The system running the agent, not the agent itself, must guarantee termination. Key guardrails:
MAX_ITERATIONS = 25
MAX_TOKENS_BUDGET = 500_000
REPETITION_THRESHOLD = 3 # Same tool call 3x = abort
def guarded_agent_loop(task: str) -> AgentResult:
total_tokens = 0
recent_actions = []
for i in range(MAX_ITERATIONS):
response = run_agent_step(...)
total_tokens += (response.usage.input_tokens +
response.usage.output_tokens)
if total_tokens > MAX_TOKENS_BUDGET:
return AgentResult(status="budget_exceeded",
partial=collect_results())
action = extract_action(response)
recent_actions.append(action)
if (recent_actions[-REPETITION_THRESHOLD:].count(action)
== REPETITION_THRESHOLD):
return AgentResult(status="loop_detected",
partial=collect_results())
return AgentResult(status="max_iterations",
partial=collect_results())
Anthropic recommends starting with 20-50 test cases drawn from real production failures, then scaling:
The evaluator-optimizer loop is the most reliable pattern for iterative quality improvement: Generator produces output -> Evaluator scores against criteria -> if FAIL, feedback loops back. An independent validation agent should have isolated prompts, separate context, and independent scoring criteria, if it shares too much context with the producer, it becomes "another participant in collective delusion."
| Benchmark | What it tests | Current state of the art |
|---|---|---|
| SWE-bench Verified | 500 human-validated GitHub issues | Opus 4.6 (thinking): 79.2% |
| SWE-bench Pro | Harder multi-file enterprise tasks | Auggie (Opus 4.5): 51.8% |
| Terminal-Bench | CLI/terminal agent capabilities | Emerging standard |
| tau-benchmark | Consistency via pass^k metric | Retail/airline booking domains |
The most actionable metric for production systems is pass@k, the probability of at least one correct solution in k attempts. Teams report that adding a review subagent yields only ~0.5% gain on SWE-bench pass@3, but significantly more impact on real-world code quality where benchmarks don't capture the full picture.
The highest-performing Claude agent systems in production share five principles that cut against the instinct to over-engineer:
First, context engineering dominates architecture. What enters the context window, when it's loaded, and how it's compressed matters more than the number of agents or the orchestration framework. Invest in CLAUDE.md files, progressive disclosure, prompt caching, and compaction strategies before adding multi-agent complexity.
Second, the right model for the right task is a 3x cost lever. Haiku 4.5 at $1/$5 handles routing, classification, and validation within 2-5% of Sonnet accuracy. Sonnet 4.6 at $3/$15 handles 80-90% of coding work at near-Opus quality. Opus 4.6 is reserved for architecture-level reasoning and 1M-context analysis. A production model router implementing this split saved one team $365K/year.
Third, tool design requires the same rigor as prompt engineering.
Descriptions of 3-4+ sentences, strict: true for schema validation,
input_examples for complex parameters, and the Tool Search Tool for
10+ tool libraries are all table stakes for production agents.
Fourth, specification quality drives reliability more than infrastructure. With 79% of multi-agent failures traced to specification issues, the most impactful investment is in clear task descriptions, explicit scaling rules, termination conditions, and tool scoping, not in framework selection or infrastructure sophistication.

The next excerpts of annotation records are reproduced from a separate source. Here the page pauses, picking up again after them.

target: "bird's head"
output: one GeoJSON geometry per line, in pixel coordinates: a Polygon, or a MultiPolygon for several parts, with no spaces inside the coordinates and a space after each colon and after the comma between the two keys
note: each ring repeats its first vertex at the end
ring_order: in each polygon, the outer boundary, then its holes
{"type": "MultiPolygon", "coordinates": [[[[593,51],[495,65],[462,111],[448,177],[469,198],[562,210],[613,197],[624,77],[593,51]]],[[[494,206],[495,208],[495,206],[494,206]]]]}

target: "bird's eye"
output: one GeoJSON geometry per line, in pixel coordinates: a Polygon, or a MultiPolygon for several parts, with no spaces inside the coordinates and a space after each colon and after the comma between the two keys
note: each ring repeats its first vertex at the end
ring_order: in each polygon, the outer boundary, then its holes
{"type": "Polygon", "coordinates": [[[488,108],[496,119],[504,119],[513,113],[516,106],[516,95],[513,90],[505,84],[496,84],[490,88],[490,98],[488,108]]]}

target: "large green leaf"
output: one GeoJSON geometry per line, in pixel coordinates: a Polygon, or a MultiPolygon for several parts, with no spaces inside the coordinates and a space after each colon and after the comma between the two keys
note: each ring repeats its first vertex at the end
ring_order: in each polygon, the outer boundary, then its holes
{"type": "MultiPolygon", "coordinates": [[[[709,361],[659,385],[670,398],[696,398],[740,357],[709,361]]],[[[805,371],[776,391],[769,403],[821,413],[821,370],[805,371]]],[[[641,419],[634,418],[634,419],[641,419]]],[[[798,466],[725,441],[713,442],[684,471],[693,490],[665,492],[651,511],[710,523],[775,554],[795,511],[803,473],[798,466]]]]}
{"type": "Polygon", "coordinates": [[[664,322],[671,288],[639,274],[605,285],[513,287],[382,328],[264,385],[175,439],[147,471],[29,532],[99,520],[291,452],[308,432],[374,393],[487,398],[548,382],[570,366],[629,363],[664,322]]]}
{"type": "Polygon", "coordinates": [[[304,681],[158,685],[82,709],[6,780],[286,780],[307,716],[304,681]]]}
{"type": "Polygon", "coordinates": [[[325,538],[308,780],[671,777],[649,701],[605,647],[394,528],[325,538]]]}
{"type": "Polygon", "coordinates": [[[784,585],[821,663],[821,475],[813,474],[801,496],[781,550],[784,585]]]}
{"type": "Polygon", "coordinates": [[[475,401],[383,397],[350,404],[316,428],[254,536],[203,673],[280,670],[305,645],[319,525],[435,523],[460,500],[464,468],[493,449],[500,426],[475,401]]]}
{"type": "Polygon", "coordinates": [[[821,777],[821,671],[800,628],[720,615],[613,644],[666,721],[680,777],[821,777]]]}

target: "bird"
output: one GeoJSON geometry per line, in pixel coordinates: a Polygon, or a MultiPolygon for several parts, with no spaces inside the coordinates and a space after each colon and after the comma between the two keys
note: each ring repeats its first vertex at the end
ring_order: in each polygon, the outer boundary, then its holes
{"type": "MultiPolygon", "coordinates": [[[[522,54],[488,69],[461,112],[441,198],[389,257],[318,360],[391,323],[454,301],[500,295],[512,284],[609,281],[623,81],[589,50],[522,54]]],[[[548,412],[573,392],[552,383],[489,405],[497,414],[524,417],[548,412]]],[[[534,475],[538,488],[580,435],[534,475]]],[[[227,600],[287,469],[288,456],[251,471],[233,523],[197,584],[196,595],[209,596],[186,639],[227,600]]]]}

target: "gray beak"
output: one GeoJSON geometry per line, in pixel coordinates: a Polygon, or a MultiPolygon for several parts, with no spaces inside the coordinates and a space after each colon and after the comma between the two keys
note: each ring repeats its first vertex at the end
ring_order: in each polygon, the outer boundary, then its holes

Fifth, start with raw SDK, add layers only when measured outcomes improve. Anthropic's own recommendation, and the pattern their most successful customers follow, is to begin with the 50-line agent loop, add the Agent SDK when you need built-in tools, and adopt a framework only when you need stateful graph-based routing or built-in observability. The complexity you avoid is the complexity you'll never need to debug at 3 AM.